Why is the maximum height of a mountain about $\sim 10 \ km$ on Earth?

(N/A) The maximum height of a mountain on Earth depends upon the shear modulus of the rock.
$A$ mountain base is not under uniform compression,and this provides some shearing stress to the rocks,under which they can flow.
The stress due to all the material on the top should be less than the critical shearing stress at which the rocks flow.
At the bottom of a mountain of height $h$,the force per unit area due to the weight of the mountain is $h \rho g$,where $\rho$ is the density of the material of the mountain and $g$ is the acceleration due to gravity.
The material at the bottom experiences this force in the vertical direction,and the sides of the mountain are free.

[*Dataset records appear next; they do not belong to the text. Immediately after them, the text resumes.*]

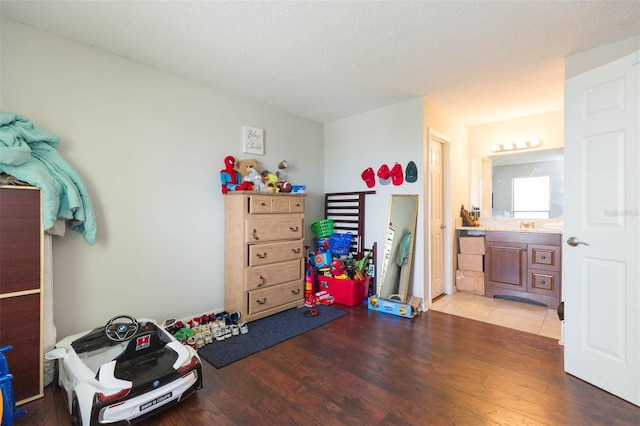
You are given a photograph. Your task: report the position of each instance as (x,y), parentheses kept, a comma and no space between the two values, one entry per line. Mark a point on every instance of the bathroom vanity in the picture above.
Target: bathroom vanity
(524,265)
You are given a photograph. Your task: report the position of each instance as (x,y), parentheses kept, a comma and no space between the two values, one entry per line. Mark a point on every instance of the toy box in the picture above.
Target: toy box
(407,310)
(345,292)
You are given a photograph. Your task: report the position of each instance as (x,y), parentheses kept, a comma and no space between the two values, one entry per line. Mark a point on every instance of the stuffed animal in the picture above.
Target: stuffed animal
(230,178)
(270,181)
(249,170)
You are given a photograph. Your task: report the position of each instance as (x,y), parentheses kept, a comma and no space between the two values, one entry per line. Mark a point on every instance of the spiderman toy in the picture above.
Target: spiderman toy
(231,179)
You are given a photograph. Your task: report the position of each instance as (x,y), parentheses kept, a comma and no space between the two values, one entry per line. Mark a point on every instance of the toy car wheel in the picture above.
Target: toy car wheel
(76,417)
(121,331)
(56,374)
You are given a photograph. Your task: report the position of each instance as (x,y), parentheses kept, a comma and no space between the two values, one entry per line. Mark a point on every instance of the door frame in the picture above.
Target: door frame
(447,218)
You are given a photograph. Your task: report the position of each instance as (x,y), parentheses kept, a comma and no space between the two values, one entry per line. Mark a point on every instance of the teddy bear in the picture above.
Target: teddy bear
(248,168)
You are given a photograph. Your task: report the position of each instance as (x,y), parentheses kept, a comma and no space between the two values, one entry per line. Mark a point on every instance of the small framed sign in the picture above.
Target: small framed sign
(252,140)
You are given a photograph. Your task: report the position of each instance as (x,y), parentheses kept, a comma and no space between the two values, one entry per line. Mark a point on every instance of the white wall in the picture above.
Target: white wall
(149,147)
(383,136)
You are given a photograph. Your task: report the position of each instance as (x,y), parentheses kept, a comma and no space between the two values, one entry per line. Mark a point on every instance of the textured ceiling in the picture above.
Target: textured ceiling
(480,60)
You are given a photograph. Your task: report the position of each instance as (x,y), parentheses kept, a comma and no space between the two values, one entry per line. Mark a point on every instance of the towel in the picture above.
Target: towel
(29,154)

This creates a shear component,which is approximately $h \rho g$ itself.
The elastic limit for a typical rock is $30 \times 10^{7} \ N \ m^{-2}$.
Therefore,$h \rho g = \text{elastic limit}$.
$h \rho g = 30 \times 10^{7}$.
$h = \frac{30 \times 10^{7}}{\rho g}$.
Substituting $\rho = 3 \times 10^{3} \ kg \ m^{-3}$ and $g = 10 \ m \ s^{-2}$:
$h = \frac{30 \times 10^{7}}{3 \times 10^{3} \times 10} = 10^{4} \ m = 10 \ km$.
This value is consistent with the height of Mt. Everest $(8848 \ m)$.